Rolling Restart for 1.21 Server Deploy Wed/Thu/Fri

[Updated Friday @ 8:39am] The rolling restart to half of the grid is now complete but for 7 hosts that needed to be manually updated; those will be completed within a few minutes. The rest of the grid will be updated tomorrow morning.

[Updated Thursday @ 7:10pm] We are beginning have completed the deploy of 1.21 to 3 racks (632 regions). Here is a list of regions that as of now are on version 1.21.0.85745.

[Updated Thursday at 12:47pm] We will shortly be deploying have deployed 1.21 to 1 rack (about 170 regions) again. If all goes well, we will continue with the tenative timeline listed in the Wednesday at 8:10pm update below.

[Update Wednesday @ 9:15pm] A slight and subtle wrinkle during the deploy left some object-to-object emails non-functional. The responsible systems have gotten a stern talking to, and this service should be operational again.

[Update Wednesday @ 8:10pm] Another bug was found after we rolled out to one rack. That bug has been found and fixed. We will evaluate exactly what we’re going to do with this deploy after testing tomorrow, but it will likely shift the timeline forward by one day. Meanwhile, we are rolling back the 170 regions that had previously received a 1.21 deploy so that for all simulators are once again running on version 1.20.1 of the server code.

The central updates to 1.21 are complete and things seem “nominal” at the moment, but of course we’ll be watching closely.

  • Wednesday 4/23 @ 11am - deploy to 1 rack [DONE] [REVERTED]
  • Wednesday 4/23 - update central systems throughout the day [COMPLETE]
  • Thursday 4/23 @ 6pm - deploy to 3 racks [COMPLETE]
  • Friday 4/25 @ 5am-11am - deploy to half of remaining servers
  • Saturday 4/26 @ 5am-11am - deploy to remaining servers

[Update Wednesday @ 10:25am]

The bug in the 1.21 Server code identified last night during an initial rollout to 1 rack has been found, fixed, and verified. We’d planning to proceed with the rollout to avoid delaying the code update another week. On the table for today are the central services updates and limited rolling restarts.

What’s Changed in 1.21 Server

The most notable fixes will be physics-related, and have been in testing in the Beta Preview for several days. No new viewer is required.

Read on for more information…

More Details

A “rack” is a physical set of about 40 sim hosts, so about 160 regions, give or take spares. This is also a handy sized unit for initial rollouts.

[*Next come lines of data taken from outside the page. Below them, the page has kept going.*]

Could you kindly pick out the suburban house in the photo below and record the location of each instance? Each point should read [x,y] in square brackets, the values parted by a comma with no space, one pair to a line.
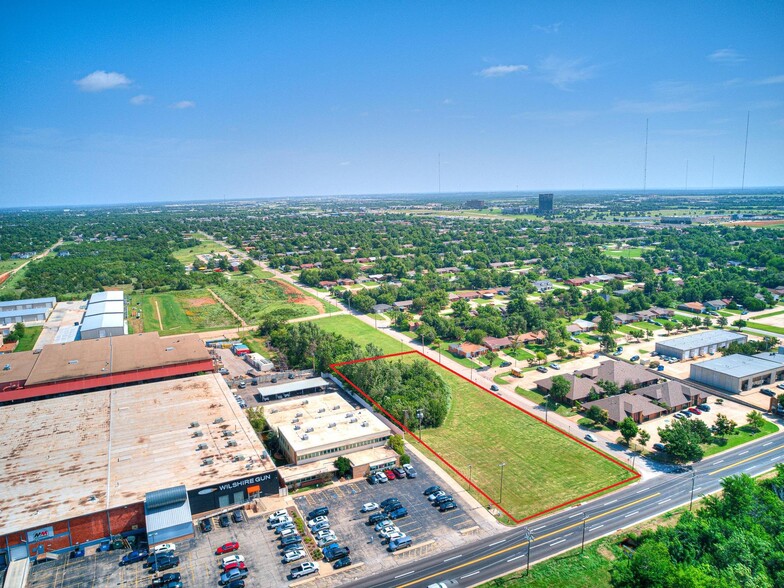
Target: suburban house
[618,407]
[495,343]
[692,307]
[467,350]
[621,373]
[581,388]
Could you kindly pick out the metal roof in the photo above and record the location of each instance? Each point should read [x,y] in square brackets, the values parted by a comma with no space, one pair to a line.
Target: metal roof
[739,366]
[293,386]
[704,339]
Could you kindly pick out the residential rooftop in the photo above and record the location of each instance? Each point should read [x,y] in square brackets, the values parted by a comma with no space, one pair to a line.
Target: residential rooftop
[106,449]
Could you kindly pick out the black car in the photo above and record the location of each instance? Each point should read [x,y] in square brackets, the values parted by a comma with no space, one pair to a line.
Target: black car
[376,517]
[164,563]
[342,563]
[162,581]
[321,511]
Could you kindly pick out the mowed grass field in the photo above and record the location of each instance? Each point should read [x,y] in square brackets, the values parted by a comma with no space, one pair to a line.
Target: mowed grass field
[544,468]
[353,328]
[188,311]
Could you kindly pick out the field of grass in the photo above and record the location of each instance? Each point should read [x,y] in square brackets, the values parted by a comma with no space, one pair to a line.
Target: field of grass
[353,328]
[744,435]
[544,468]
[27,342]
[188,311]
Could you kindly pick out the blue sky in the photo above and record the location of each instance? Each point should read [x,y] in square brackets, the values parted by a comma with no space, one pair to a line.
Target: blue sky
[118,102]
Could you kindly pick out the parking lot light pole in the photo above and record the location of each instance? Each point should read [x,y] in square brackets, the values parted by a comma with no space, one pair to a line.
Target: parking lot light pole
[501,493]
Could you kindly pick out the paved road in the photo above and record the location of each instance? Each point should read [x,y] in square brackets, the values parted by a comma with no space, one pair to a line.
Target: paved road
[507,552]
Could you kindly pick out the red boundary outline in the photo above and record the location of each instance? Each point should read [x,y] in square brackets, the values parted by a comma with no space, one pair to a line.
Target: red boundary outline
[633,477]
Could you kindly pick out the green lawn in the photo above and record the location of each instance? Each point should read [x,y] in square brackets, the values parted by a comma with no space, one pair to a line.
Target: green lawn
[764,327]
[27,342]
[544,468]
[744,435]
[353,328]
[186,311]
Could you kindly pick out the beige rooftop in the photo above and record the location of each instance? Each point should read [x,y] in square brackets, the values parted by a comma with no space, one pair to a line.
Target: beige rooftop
[318,412]
[75,455]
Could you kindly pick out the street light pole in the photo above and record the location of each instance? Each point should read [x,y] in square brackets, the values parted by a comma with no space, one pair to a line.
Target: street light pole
[501,493]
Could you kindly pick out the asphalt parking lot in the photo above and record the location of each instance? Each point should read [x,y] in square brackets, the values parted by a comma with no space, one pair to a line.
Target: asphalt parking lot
[430,529]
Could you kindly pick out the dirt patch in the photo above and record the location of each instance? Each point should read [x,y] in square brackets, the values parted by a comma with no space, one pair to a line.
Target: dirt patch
[296,297]
[205,301]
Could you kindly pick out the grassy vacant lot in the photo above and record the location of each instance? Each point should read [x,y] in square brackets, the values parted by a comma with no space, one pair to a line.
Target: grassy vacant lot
[188,311]
[353,328]
[544,468]
[744,435]
[27,342]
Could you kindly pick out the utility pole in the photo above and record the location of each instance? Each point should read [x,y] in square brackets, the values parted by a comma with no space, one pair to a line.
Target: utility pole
[501,493]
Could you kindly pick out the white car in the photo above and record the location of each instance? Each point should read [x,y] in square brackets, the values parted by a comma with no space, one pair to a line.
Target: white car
[313,522]
[293,555]
[230,559]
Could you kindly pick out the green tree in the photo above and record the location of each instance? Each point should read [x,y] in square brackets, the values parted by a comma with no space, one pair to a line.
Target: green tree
[343,466]
[756,420]
[628,429]
[560,388]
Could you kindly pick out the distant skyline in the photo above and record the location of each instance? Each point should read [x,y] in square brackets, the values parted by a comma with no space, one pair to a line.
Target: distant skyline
[103,103]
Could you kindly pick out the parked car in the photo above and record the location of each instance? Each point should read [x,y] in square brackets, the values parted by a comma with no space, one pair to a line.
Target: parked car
[341,563]
[166,580]
[303,569]
[321,511]
[227,548]
[133,557]
[293,555]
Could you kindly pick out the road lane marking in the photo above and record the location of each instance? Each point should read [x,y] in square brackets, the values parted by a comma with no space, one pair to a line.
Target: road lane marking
[743,461]
[524,543]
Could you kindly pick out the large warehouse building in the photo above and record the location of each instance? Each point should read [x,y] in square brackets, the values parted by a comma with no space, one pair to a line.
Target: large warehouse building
[739,373]
[100,363]
[698,344]
[78,469]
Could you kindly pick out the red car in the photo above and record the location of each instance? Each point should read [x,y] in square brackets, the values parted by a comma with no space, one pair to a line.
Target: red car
[227,548]
[240,565]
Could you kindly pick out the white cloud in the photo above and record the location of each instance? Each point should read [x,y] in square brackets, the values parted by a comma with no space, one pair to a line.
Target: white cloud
[726,56]
[141,100]
[497,71]
[562,73]
[182,104]
[100,80]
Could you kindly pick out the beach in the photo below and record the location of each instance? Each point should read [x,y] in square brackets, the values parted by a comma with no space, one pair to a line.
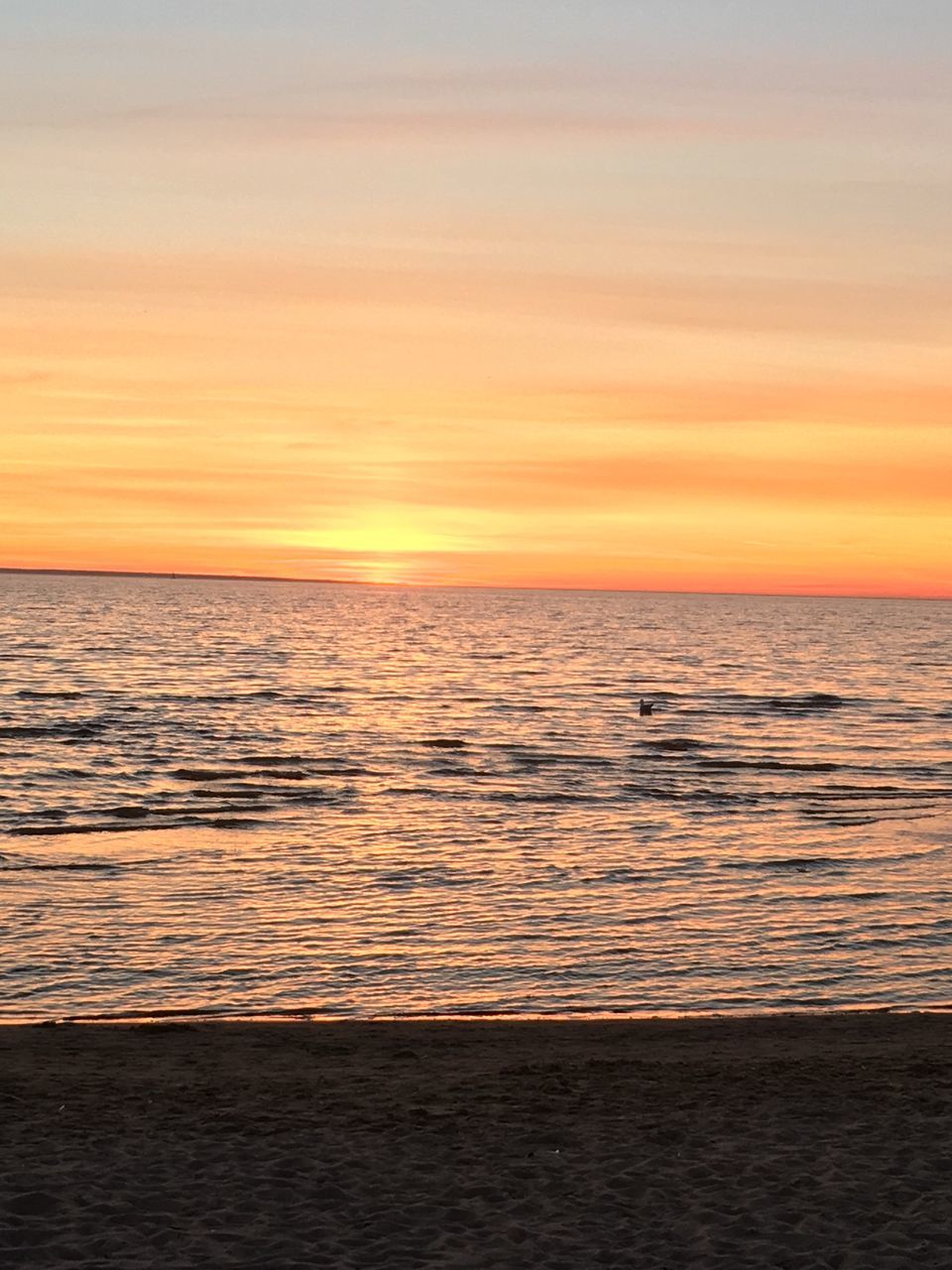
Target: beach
[788,1141]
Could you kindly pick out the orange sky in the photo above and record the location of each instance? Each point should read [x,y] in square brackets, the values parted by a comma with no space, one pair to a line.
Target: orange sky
[615,304]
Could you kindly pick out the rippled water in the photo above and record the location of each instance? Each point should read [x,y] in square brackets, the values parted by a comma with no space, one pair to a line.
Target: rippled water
[243,797]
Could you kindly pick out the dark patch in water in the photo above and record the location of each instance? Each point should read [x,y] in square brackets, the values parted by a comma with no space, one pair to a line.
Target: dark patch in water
[76,866]
[763,765]
[36,695]
[794,864]
[68,731]
[807,701]
[200,774]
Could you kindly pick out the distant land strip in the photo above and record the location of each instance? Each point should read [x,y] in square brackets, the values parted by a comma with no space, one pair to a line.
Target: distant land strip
[454,585]
[184,576]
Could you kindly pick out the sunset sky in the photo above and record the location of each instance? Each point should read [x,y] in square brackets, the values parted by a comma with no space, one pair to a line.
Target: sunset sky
[642,294]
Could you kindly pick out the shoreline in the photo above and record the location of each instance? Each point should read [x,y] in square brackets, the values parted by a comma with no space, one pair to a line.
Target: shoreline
[307,1015]
[797,1141]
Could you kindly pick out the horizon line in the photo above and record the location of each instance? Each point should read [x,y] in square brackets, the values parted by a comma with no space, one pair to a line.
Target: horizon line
[449,585]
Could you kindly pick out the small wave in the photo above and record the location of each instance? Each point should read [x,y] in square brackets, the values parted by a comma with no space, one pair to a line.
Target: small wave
[55,730]
[67,866]
[806,701]
[789,864]
[763,765]
[39,695]
[202,774]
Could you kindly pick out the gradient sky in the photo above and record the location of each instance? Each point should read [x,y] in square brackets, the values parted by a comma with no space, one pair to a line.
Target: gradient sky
[644,294]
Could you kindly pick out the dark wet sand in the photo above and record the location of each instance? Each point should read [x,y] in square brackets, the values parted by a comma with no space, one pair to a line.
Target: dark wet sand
[788,1142]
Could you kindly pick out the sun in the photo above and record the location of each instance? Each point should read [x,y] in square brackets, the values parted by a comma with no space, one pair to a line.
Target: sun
[375,545]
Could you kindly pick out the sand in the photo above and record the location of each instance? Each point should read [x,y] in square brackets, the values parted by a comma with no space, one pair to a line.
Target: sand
[794,1142]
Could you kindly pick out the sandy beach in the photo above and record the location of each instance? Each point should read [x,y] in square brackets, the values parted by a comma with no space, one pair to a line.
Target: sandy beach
[793,1142]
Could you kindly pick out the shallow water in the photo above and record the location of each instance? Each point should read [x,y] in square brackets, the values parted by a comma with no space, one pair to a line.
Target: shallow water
[249,797]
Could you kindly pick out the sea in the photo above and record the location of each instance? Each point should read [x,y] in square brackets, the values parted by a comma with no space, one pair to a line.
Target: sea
[230,798]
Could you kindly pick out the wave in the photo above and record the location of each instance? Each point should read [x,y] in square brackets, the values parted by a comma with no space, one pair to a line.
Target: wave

We’ve started doing restarts spread across several days to catch any configuration or scaling issues before they affect the whole service, and also because the service is now so large (10 times as many hosts as when I started, I believe) that we need to do it in pieces

During the central system updates we expect brief disruptions of some services (less than 2 minutes). For example, it may be necessary to re-join group chats, the reported “residents online” numbers may drop, and logins may not function briefly as the processes responsible for those services are stopped/started. These activities are partitioned by agent and group - for example, a particular resident may not be able to log in while one of the hosts is restarted, while other residents are able to log in. This usually takes less than a minute for each of 16 hosts.

1.21 Rollout History

The 1.21 Server deploy was initially scheduled for April 16th/17th. During the rollout, some problems were encountered which caused us to roll back, review the code, make some fixes, and proceed cautiously. In detail:

  • a component swap intended reduce the disruption caused by central updates exhibited poor performance in production; this was reverted in favor of a different architectural change already planned, but waiting for a future update
  • a data migration intended to alleviate database load during login and other actions turned out to have a subtle bug that required reversion; after further review, the updated code is going out in a multi-phase approach starting with 1.21.
  • during an initial “3-rack roll“, several services on the targeted hosts were not started correctly; further investigation could not determine if this was due to a momentary network glitch, database hiccup, problem with the deploy tools, or a problem with the code that was not caught during testing. Subsequent testing was unable to reproduce the problem. Since this is easily detected and recovered from, we’re proceeding cautiously. So far, no issues have been seen.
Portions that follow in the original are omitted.